After questioning everything from hugging loved ones to delaying the trip, there is one big question everyone is concerned about: will we ever return to the status quo? The answer may not be very clear.
Today’s diagram uses data from interviews from the New York Times 511 epidemiologists and infectious disease specialists from the United States and Canada see their views on when they are expected to resume a number of typical activities.
When will life return to normal? / Picture: Visual capitalist
Life in the near future, experts say
In particular, this group was asked by epidemiologists when they could personally participate in 20 joint daily activities again.

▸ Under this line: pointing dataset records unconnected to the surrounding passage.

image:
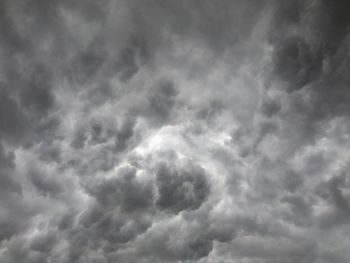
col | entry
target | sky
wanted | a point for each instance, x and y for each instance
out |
(151, 131)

The responses, based on the latest scientifically-based publicly available data, varied based on assumptions about local pandemic response plans. The experts also found that their reactions would change due to possible treatments and test rates in their local areas.
These are the activities most professionals see this summer or within a year:
The activities that most professionals see started this summer or within a year / Image: Visual Capitalist
The need to be outdoors is pretty clear: 56% of respondents are waiting to take a trip before the end of summer. In the meantime, 31% thought they could go hiking or picnicking with their friends this summer, pointing out the need for “fresh air, sunshine, companionship, and healthy activity” to maintain their physical and mental health during this time . .

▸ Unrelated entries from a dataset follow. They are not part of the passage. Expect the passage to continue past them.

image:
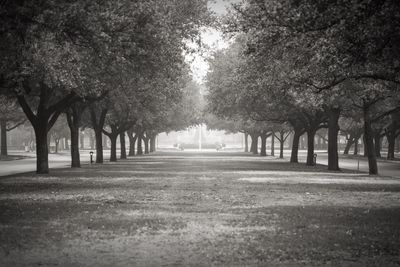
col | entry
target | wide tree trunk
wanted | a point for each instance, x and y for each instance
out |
(349, 143)
(254, 143)
(273, 144)
(75, 156)
(3, 126)
(146, 145)
(73, 118)
(333, 131)
(246, 142)
(132, 142)
(369, 143)
(140, 147)
(153, 143)
(82, 140)
(281, 144)
(98, 133)
(310, 146)
(123, 146)
(295, 146)
(391, 137)
(98, 124)
(113, 141)
(263, 151)
(92, 142)
(42, 149)
(377, 144)
(56, 142)
(355, 152)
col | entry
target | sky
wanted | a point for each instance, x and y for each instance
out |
(212, 38)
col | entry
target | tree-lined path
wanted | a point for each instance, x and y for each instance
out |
(199, 209)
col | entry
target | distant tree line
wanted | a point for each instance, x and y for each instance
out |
(305, 65)
(116, 66)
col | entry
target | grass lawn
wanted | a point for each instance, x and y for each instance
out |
(209, 209)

Public transportation and travel of any kind are an issue that has been put on hold, be it by plane, train or car. Many of the epidemiologists surveyed also complained about the stress the relationship has had on the pandemic, as evidenced by the social situations they hope will resume sooner rather than later.
The worst consequence of the epidemic is the loss of human contact.
– Eduardo Franco, McGill University
On the other hand, there are certain activities that they considered too risky to undertake. A large part postpones participation in celebrations such as weddings or concerts by at least a year or more due to the perceived social responsibility.
Due to the perceived social responsibility, fewer people take part in celebrations such as weddings for at least one year or more.
Image: visual capitalist
Perhaps the most surprising result is that 6% of epidemiologists never expect to hug or shake hands after the pandemic. In addition, more than half believe that masks are required for at least the next year.
The virus sets the timeline
Of course, these estimates are not meant to represent all situations. The experts also practically checked whether certain activities were avoidable or not – like the profession itself – which has an impact on individual risk levels.
The answers [sobre la reanudación de estas actividades] They have nothing to do with calendar time.
– Kristi McClamroch, University of Albany
While many places are coming out of closure and reopening to support the economy, some officials are still warning against lifting the restrictions ahead of time before we can fully control the virus and its spread.